There’s no denying that China's high-speed rail service has had an adverse effect on airlines' domestic business, with one insider adding that heavy taxes and fees imposed on Chinese airlines "seriously restrain" their capability for sustained growth. In general terms, high-speed rail services most affect competition with flights of less than 500 kilometers. And of course, cities that are getting high-speed rail services are also the most profitable for China’s airlines. All three of the major state-owned airlines have cited high-speed rail as a major factor affecting their bottom lines. So, joint ticketing between airlines and high-speed rail could perhaps be a way forward for the industry.

In many parts of the world where major cities lie in close proximity to one another, air traffic congestion is a serious problem. This is especially true in Europe, where flight delays appear more and more to be the norm during the summer months, due to the sheer volume of flights between burgeoning hubs and secondary airports, irrespective of strike action, which is also becoming boringly predictable.

There is nowadays a “perceived wisdom” that travelers are happy to consider a rail journey of up to three hours as an acceptable alternative to air travel, so long as there is the same degree of comfort and the two are seamlessly connected. France is a prime example in Europe of how such cooperation can work.

The French government long ago realized the advantages of having excellent transport links and subsidizes what it regards as the transport backbone of the country. In the past 20 years it has built 1,500 kilometers of high-speed rail tracks between Paris and major regional cities, as well as to Brussels, on which it operates TGV trains (Trains à Grande Vitesse) at speeds up to 300 kmh.

It is also becoming less economical for airlines to fly short sectors, because of high landing fees, which cancel out a large portion of their profits. And if the take-off and landing slots can be used for long haul routes instead of being “wasted” on these short haul flights, more profitable international services can be substituted. In addition, holding patterns near crowded airports that drain fuel can be avoided, reducing pollution, and pleasing environmentalists. Truly a win-win situation!

Back in China, a whole load more high-speed rail lines are due to open at the end of this year, meaning that the airlines will face increasing competition from 2013 onwards. Would it not make a lot of sense for some of the feeder flights presently serving regional airports to be replaced by rail links and let the airlines concentrate on the more profitable longer routes?

More important, why couldn't the same transport operator run both trains and planes? Even though the technology is different, the business is basically the same: transporting passengers from A to B; and in a hub-and-spoke network, it would make sense for an airline to control its feeder markets, whether by air or rail.
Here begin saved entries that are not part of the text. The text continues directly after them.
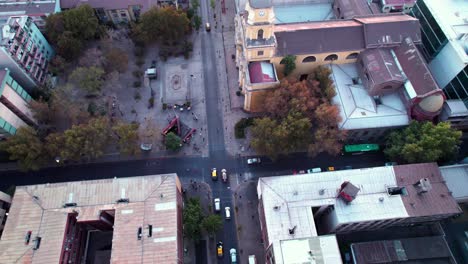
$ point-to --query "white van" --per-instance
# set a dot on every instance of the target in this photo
(217, 204)
(228, 212)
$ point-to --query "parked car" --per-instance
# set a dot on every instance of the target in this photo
(217, 202)
(314, 170)
(233, 254)
(224, 175)
(227, 211)
(253, 161)
(219, 249)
Although the industry appears on the one hand to be hurting very much at the moment, there is obviously light at the end of the tunnel, given that some of China’s airlines have recently been trying to recruit elite foreign pilots from the US to meet their growing demand as the industry gains momentum. It is reported that more than 10 airlines have joined this hunting activity in the US over the past three months, and large-scale job fairs have been held in Miami and Las Vegas, attracting more than 1,000 applicants to fill around 200 posts at China's airlines, according to ABC. The number of pilots in China is also expected to increase from 24,000 to 40,000 by 2015, according to the 12th Five-Year Plan issued by the Civil Aviation Administration of China.

On a very small scale, the arrival of the metro system in Dubai three years ago, with stations at two of the three airport terminals, revolutionized transportation in the UAE almost overnight. Even on Britain’s creaking rail network (which surely would have been consigned to the knackers’ yard if it had been a horse), the provision of stations actually inside airports makes for a sensible alternative to hub-and-spoke flights around the country.

It is therefore to be hoped that cooperation will be actively encouraged between China’s high-speed railways and the airline companies for the mutual benefit and prosperity of the country at large.